NVIDIA / TensorRT

NVIDIA® TensorRT™ is an SDK for high-performance deep learning inference on NVIDIA GPUs. This repository contains the open source components of TensorRT.
https://developer.nvidia.com/tensorrt
Apache License 2.0
10.87k stars 2.14k forks source link

How to quantify branch nodes containing Maxpool and Tile #2627

Closed Levi-zhan closed 1 year ago

Levi-zhan commented 1 year ago

Description

Part of my network structure is as follows,

YCC9pMhvae

log when generate engine:

Layer(CaskConvolution): pfn_layers.0.linear.weight + pfe_QuantizeLinear_7 + pfe_MatMul_10, Tactic: 0xc9c0872569525a26, 21[Int8(1,10,8000,20)] -> 35[Float(1,16,8000,20)] Layer(CudnnPooling): pfe_ReduceMax_15, Tactic: 0xffffffffffffffff, 35[Float(1,16,8000,20)] -> 36[Float(1,16,8000,1)] Layer(Slice): pfe_Tile_28, Tactic: 0x0000000000000000, 36[Float(1,16,8000,1)] -> 59[Float(1,16,8000,20)] Layer(Reformat): pfe_QuantizeLinear_32_clone_1, Tactic: 0x0000000000000000, 59[Float(1,16,8000,20)] -> 63[Int8(1,16,8000,20)] Layer(Reformat): pfe_QuantizeLinear_32_clone_0, Tactic: 0x0000000000000000, 35[Float(1,16,8000,20)] -> pfe_Concat_29_35_clone_0[Int8(1,16,8000,20)] Layer(Reformat): 35 copy, Tactic: 0x00000000000003e8, pfe_Concat_29_35_clone_0[Int8(1,16,8000,20)] -> 63[Int8(1,16,8000,20)]

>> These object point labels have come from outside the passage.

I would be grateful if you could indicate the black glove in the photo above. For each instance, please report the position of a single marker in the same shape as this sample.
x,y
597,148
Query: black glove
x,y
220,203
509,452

When you switch to Tensort engine, the input of MaxPool and Tile becomes a float, resulting in more Reformat layers. Is there any way to make the input and output of MaxPool and Tile also int8, and remove Reformat? thank you

Environment

TensorRT Version: 8.4.1 NVIDIA GPU: Xavier NVIDIA Driver Version: CUDA Version: CUDNN Version: Operating System: Python Version (if applicable): Tensorflow Version (if applicable): PyTorch Version (if applicable): Baremetal or Container (if so, version):

Relevant Files

Steps To Reproduce

Levi-zhan commented 1 year ago

@ttyio

zerollzeng commented 1 year ago

Missing Q/DQ before the maxpool and tile? @ttyio

ttyio commented 1 year ago

closing since no activitity for more than 3 weeks, thanks!